「M&Aでいこう!」
そうは考えているがなかなか前に進まない。
日常の業務に忙殺されあっという間に一週間とか過ぎる。
2週間もたてば、その気も醒めてくる。
「やっぱ辞めるのもったいなくね?」
「次の事業で失敗したらどうしよう?」
出来ない理由がいっぱい出てきた(M&Aあるあるだと思う)
そんな時期に同業の先輩経営者が病気療養のため会社をM&Aで売却したと噂で聞いた。
まだ50代半ばと和解が療養に専念するため、事業譲渡を選択されたという。
ご無沙汰していたがお見舞いも兼ねて先輩経営者Sさんに連絡した。
もちろんM&Aの話しも聞きたかった。
「では昼食でも食べながら」とランチのアポを取り付けた。
翌週、ホテルの中華料理店でランチミーティング。
数年ぶりにもかかわらずSさんは優しい笑顔で迎えてくれた。
思ったより元気そうで驚いた。
実のところ病気はM&Aの契約締結後には完治したらしい。
現在は趣味のゴルフと旅行、たまにフラッと仕事するというライフスタイルだ。
食事しながら興味津々でM&Aでの売却までの話を聞いた。
最初は人間ドックでガンが見つかり手術することになった。
その時に色々と考えたらしい。
会社のこと、家族のこと、自分自身の人生のこと。
本人曰く「病気で気が滅入っていたし、この仕事は子供には継がせたくない」
そういう考えに至った。
決め手は奥様の「今までもう十分頑張ったじゃない」の一言での決断だった。
あまり時間に猶予もなかったのですぐに動いた。
メインバンクの三友銀行に相談、ほどなくして同業大手からオファーがあった。
トップ面談で買い手の社長とも意気投合。
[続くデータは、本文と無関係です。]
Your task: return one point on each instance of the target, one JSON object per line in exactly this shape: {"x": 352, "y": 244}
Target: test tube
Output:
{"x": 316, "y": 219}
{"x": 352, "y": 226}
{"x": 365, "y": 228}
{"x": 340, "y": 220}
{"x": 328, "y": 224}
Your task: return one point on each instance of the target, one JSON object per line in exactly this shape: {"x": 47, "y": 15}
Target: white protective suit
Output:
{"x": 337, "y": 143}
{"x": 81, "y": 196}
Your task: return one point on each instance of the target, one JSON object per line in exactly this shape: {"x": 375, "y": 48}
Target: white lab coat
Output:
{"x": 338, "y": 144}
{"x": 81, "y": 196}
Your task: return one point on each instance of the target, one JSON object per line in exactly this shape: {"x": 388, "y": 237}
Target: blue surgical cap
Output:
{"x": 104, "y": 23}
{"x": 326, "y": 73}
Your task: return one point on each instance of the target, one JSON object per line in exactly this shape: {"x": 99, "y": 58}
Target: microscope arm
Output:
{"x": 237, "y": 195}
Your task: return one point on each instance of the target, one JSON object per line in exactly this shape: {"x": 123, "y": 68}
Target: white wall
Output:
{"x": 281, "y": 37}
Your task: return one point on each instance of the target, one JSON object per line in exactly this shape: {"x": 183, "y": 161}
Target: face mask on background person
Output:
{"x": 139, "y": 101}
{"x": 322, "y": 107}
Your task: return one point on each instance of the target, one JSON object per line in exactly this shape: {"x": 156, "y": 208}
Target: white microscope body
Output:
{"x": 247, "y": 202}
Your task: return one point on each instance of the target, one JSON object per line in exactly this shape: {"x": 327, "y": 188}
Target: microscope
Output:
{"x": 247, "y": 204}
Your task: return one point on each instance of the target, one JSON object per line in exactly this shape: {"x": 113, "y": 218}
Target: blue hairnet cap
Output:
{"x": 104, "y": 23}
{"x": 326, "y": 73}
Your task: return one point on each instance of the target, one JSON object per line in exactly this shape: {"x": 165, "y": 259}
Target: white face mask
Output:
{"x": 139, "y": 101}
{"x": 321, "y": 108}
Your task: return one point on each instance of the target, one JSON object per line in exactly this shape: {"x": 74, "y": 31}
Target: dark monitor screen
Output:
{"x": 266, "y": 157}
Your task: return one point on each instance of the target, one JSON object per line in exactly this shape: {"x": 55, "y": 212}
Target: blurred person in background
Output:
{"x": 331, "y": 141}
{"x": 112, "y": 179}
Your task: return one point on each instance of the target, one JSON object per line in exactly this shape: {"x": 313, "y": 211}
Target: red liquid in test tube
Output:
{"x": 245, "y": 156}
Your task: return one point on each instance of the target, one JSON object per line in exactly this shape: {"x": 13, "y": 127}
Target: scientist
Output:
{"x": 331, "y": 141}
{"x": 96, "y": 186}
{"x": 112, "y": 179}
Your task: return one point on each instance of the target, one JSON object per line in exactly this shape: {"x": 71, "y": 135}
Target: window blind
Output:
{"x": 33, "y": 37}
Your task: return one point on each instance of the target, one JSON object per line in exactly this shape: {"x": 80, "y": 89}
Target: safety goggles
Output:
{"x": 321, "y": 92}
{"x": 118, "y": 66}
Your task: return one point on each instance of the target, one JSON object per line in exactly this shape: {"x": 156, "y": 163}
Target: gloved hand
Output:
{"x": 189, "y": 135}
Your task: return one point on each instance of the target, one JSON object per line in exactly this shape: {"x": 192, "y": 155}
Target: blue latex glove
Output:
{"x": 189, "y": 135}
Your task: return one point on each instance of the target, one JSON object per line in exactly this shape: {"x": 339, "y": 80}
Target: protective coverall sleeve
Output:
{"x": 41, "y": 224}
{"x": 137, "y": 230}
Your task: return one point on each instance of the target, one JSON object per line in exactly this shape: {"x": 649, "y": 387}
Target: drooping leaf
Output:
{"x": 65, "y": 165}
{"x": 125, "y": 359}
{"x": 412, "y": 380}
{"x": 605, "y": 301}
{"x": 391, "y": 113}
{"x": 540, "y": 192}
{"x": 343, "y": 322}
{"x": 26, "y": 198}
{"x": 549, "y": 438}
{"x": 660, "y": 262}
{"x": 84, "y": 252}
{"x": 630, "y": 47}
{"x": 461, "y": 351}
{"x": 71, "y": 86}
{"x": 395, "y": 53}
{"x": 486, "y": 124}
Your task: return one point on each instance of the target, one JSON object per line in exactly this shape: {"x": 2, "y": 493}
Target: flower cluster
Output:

病気のこともありトントン拍子で
話は進み契約締結に至った。
当初の半年ほど会長として月に2~3回ほど会社に顔を出した。
引継ぎも終わり引退したが、会社はなんとか伸びているという。
Sさんは「今後は投資でもしながらゆっくり考える」とのこと。
このSさんの話。
だいぶ端折っているがとても内容が濃いものだった。
自分の中でM&Aのビジョンが明確になってきた。